Eğİtİmcİ-Yazar Ahmet Maraşlı, iyi yetiştirilmiş bir çocuğun hazineden daha değerli olduğunu belirterek, ailelerin çocuklarıyla ortak noktada buluşmaları gerektiğini söyledi. Feza Eğitim Kurumları Bafra Özel Delta Koleji tarafından velilere yönelik olarak düzenlenen “Çocuk büyütmek mi, çocuk yetiştirmek mi?” ve “Eğitimde ve Hayatta Çocuğumuzu Nasıl Yönlendirebilirim?” konulu seminerde konuşan Maraşlı, çocukların kişiliklerin belirlenmesinde yaşadıkları ortamların da etkili olduğunu kaydetti. Maraşlı, kendisini yönlendirebilen, özgüven sahibi çocuklar yetiştirmek için anne ve babalara çok büyük görevler düştüğünü dile getirdi. Çocuk yetiştirmekle, çocuk büyütmenin çok farklı şeyler olduğunu ifade eden Maraşlı ‘’Çocuk yetiştirmeyi bilmiyoruz. Bir çocuk yetiştirmek, bir de büyütmek vardır. Ama çocuk yetiştirmek emek ister, gözyaşı ister, alın teri ister, akıl ister’’ diye konuştu. İyi eğitilmiş ve topluma kazandırılmış bir çocuğun hem ailesi, hem de toplum için bir servet olduğuna dikkatleri çeken Maraşlı, “Anne-babanın görevi çocuğunu keşfetmek, onda olan yeteneklerin gelişmesini sağlamaktır. Yoksa onu her yaptığından dolayı eleştirmek değil. Çocuklar sözlerden ziyade davranışlardan etkilenirler. Öyleyse siz de davranışlarınızda hep samimî ve dürüst olmalısınız” dedi. Maraşlı, yetenekleri olumlu yönde işlenen her insanın mutlu olacağını, mutlu olan her insanın da başarılı bir yol tutturacağını belirtti.

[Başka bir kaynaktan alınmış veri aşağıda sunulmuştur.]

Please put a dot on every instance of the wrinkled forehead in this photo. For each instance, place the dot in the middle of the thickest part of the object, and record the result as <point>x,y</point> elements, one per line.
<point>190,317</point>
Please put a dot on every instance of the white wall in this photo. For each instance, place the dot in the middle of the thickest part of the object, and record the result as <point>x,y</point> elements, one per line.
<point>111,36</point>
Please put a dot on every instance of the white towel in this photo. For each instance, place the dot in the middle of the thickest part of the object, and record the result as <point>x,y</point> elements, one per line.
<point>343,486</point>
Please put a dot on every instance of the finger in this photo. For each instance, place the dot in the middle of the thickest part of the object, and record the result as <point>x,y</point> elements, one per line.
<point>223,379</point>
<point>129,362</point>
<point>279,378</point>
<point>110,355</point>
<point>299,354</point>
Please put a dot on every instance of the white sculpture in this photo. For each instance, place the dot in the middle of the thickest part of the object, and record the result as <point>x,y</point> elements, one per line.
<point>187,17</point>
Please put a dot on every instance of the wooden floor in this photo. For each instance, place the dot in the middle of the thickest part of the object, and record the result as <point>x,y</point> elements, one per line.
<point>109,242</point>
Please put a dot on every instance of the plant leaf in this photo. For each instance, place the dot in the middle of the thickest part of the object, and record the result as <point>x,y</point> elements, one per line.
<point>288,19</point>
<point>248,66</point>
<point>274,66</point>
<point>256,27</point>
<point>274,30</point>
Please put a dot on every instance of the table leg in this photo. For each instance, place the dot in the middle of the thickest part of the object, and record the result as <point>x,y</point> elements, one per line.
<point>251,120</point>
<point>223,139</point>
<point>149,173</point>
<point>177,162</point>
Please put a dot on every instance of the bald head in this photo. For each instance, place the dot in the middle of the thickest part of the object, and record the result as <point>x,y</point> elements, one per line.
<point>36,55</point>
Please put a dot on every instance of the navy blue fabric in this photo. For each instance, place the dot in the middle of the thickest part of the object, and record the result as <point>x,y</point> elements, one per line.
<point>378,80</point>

MEDYA DA ŞİDDETİ ÖZENDİRİYOR

Gözde Yirmibeşoğlu, çocukların şiddete yönelmesinde medyanın da önemli etkisi olduğunu kaydetti. Çocukların televizyonda izlediği şiddeti gerçek hayatta yaparsa kimsenin zarar görmeyeceğini düşündüğünü anlatan Yirmibeşoğlu, kendini çizgi film kahramanı sanan bazı çocukların apartmanların pencere ve balkonlarından atlamasını da buna örnek gösterdi. Yapılan araştırmalarda çocukların günde ortalama 1,5-2 saat televizyon seyrettiklerini, ayrıca büyükler televizyon izlerken de yanlarında olduklarını belirten Yirmibeşoğlu, bu görüntüler neticesinde çocuklarda şiddetin normalleştiğini, çocukların gözünde şiddete karşı hoşgörü oluştuğunu vurguladı. Özellikle çete ve mafya dizilerinin çocukları etkilediğini kaydeden Yirmibeşoğlu, televizyon programlarının çok daha ciddî şekilde kontrol edilmesinin önemine işaret etti. Haberlerdeki şiddet görüntülerinin de çocukları olumsuz etkilediğini ifade eden Yrd. Doç. Dr. Yirmibeşoğlu, ‘’Yapılan çalışmalar şunu gösteriyor ki, şiddeti ne kadar fazla sergilerseniz, çocukta şiddet o kadar normalleşiyor ve şiddete eğilim artıyor’’ diye konuştu.

Benzer konuda makaleler:

İlk yorum yapan olun

Makale hakkında düşüncelerinizi paylaşın...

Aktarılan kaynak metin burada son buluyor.